Gold hits a three-month low on Tuesday
Bullion prices ended the U.S. day session modestly lower on Tuesday, 09 September 2014 at Comex. Gold hit a three-month low on Tuesday. Gold dropped for a second session on Tuesday on expectations that the Federal Reserve may tighten monetary policy sooner than expected.
Gold for December delivery slid $5.80, or 0.5%, to settle at $1,248.50 an ounce.
December silver fell 4 cents at $18.84 an ounce.
Early, tepid short covering gave way to more technical selling pressure. Focus is on the currency markets this week, where the U.S. dollar index has hit a 14-month high, while the Euro currency has slumped to a 14-month low. Diverging economies and monetary policies in the U.S. and the European Union are prompting their currencies to trend in opposite directions.
The strong U.S. dollar has been a bearish outside market force working against most of the raw commodity sector recently, including gold and silver. The deflating Euro currency has also been a negative for raw commodities, due to the concerns in the EU regarding the potential for sustained deflationary consumer and producer price pressures.

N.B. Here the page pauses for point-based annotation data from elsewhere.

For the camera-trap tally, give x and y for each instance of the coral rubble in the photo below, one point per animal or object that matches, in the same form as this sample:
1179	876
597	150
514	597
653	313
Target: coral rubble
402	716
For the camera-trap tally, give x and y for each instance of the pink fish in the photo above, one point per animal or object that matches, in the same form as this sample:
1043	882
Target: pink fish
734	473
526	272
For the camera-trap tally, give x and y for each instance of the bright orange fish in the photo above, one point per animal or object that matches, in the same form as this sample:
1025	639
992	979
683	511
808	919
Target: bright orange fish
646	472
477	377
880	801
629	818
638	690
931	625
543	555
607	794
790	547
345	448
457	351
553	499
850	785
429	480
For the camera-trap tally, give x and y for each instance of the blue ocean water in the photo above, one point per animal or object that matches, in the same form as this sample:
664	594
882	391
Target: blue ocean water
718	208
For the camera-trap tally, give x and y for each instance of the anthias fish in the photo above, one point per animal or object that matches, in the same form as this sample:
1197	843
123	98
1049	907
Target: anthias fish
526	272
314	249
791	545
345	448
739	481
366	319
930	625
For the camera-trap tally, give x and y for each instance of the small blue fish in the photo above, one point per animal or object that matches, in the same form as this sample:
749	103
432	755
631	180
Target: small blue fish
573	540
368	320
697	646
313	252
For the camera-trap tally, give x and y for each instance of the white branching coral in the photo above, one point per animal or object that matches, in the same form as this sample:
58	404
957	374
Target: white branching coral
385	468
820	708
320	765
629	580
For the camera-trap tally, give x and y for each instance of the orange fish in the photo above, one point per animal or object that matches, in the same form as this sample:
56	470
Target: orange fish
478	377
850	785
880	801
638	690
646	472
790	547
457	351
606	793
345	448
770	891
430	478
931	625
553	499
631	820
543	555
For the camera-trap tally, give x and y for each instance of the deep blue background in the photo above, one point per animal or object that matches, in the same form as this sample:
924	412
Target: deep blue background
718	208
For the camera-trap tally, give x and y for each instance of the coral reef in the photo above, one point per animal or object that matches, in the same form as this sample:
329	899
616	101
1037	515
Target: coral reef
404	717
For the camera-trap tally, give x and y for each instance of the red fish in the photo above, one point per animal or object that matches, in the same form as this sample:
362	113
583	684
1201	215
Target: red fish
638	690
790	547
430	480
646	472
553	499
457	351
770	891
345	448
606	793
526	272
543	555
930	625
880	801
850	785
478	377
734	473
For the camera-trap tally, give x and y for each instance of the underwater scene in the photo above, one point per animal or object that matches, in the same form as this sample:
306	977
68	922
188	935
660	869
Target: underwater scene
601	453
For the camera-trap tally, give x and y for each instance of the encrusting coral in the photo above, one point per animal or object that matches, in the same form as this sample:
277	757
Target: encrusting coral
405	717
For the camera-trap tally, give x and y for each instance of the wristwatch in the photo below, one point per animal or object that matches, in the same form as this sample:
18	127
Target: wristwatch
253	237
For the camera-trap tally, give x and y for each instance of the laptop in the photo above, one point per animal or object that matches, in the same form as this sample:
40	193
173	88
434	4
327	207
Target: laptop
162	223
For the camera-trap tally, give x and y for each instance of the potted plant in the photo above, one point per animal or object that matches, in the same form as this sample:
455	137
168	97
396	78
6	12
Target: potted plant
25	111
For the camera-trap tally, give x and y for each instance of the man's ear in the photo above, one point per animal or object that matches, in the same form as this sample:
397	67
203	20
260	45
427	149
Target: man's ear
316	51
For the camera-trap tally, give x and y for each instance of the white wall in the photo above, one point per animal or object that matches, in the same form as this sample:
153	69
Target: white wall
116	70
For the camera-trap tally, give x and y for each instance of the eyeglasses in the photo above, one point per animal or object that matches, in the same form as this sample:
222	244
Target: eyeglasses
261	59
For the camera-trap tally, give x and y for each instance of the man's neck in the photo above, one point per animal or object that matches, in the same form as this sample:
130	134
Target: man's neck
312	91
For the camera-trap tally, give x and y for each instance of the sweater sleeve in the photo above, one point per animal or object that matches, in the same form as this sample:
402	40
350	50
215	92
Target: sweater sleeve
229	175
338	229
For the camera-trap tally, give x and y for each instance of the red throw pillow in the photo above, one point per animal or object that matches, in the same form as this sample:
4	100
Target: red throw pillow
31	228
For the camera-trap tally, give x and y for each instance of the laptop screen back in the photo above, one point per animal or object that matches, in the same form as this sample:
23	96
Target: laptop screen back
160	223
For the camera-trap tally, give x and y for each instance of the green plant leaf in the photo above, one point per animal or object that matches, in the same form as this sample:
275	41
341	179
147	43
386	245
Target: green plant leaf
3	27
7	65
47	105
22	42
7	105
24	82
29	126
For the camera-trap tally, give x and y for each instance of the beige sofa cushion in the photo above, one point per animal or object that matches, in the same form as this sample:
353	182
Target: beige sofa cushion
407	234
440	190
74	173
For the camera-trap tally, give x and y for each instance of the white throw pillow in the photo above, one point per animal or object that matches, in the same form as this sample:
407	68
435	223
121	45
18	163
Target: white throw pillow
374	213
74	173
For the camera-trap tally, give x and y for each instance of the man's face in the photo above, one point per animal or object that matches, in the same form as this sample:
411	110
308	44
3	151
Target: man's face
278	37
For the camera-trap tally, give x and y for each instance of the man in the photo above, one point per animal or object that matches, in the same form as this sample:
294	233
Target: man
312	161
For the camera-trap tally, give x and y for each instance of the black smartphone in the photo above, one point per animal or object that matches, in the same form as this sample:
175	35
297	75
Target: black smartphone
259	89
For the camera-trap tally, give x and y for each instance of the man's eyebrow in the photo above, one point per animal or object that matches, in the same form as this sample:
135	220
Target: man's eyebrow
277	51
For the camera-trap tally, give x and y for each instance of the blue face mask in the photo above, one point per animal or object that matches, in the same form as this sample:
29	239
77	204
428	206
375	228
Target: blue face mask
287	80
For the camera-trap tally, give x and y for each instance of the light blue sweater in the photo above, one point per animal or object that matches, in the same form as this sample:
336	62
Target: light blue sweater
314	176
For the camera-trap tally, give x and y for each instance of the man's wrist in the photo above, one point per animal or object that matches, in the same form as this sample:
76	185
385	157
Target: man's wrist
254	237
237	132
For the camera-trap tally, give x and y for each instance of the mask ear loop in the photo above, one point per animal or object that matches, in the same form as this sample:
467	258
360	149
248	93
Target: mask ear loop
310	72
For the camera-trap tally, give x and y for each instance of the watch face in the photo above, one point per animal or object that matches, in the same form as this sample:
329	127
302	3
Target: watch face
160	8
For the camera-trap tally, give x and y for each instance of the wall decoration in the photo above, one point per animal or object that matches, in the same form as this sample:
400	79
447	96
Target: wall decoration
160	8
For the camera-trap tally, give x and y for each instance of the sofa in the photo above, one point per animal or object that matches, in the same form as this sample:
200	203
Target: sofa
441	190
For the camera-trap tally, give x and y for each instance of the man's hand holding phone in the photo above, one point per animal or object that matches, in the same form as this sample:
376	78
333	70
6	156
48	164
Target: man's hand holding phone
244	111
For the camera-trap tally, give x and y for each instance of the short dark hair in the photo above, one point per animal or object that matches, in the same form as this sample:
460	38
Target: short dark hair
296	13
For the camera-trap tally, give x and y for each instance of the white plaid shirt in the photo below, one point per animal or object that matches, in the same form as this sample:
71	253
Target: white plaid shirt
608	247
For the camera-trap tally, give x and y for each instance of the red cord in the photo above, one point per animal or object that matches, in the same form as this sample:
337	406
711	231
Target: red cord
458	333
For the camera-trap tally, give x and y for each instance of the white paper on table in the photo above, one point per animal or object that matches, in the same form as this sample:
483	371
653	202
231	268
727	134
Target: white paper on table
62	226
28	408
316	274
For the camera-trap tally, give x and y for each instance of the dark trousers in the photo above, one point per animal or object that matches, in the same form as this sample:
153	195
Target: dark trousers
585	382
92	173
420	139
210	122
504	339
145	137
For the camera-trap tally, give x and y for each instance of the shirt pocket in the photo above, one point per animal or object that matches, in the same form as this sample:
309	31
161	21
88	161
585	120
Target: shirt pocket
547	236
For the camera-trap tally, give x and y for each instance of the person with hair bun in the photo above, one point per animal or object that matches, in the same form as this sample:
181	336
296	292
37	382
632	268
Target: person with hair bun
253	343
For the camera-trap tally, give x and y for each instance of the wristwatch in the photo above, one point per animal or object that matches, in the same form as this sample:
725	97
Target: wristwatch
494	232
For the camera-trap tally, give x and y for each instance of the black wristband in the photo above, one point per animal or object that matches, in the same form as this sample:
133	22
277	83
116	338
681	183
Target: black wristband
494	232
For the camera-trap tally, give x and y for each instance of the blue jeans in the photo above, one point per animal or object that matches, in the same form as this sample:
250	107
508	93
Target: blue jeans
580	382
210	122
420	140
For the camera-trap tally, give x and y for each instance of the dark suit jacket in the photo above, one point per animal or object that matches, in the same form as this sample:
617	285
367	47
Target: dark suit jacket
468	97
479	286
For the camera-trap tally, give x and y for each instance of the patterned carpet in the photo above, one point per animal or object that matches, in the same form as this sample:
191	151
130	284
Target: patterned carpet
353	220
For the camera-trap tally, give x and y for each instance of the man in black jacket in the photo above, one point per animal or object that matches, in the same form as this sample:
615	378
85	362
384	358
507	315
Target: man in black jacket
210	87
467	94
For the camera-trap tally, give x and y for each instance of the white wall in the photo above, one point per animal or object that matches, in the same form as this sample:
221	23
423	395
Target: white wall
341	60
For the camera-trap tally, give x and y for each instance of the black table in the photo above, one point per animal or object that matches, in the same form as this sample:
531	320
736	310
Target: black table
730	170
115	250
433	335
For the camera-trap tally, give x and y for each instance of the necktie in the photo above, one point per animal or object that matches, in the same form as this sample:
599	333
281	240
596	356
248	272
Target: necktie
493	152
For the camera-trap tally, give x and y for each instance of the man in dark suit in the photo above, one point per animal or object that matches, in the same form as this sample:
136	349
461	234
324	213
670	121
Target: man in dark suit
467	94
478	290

Economic data at Wall Street was limited to the Job Openings and Labor Turnover Survey for July, which indicated job opening decreased to 4.673 million from 4.675 million.
On the geopolitical front there have been no major, markets-moving developments the past several days. The Russia-Ukraine cease-fire appears to be generally holding. New sanctions against Russia are set to be implemented by the European Union this weekmostly eliminating the ability of Russian businesses to raise capital in Europe.
Recent reports have said consumer demand for physical gold has been light compared to historical standards, especially from major gold consumer India. India's Diwali festival is upcoming and demand for gold bullion from India rises.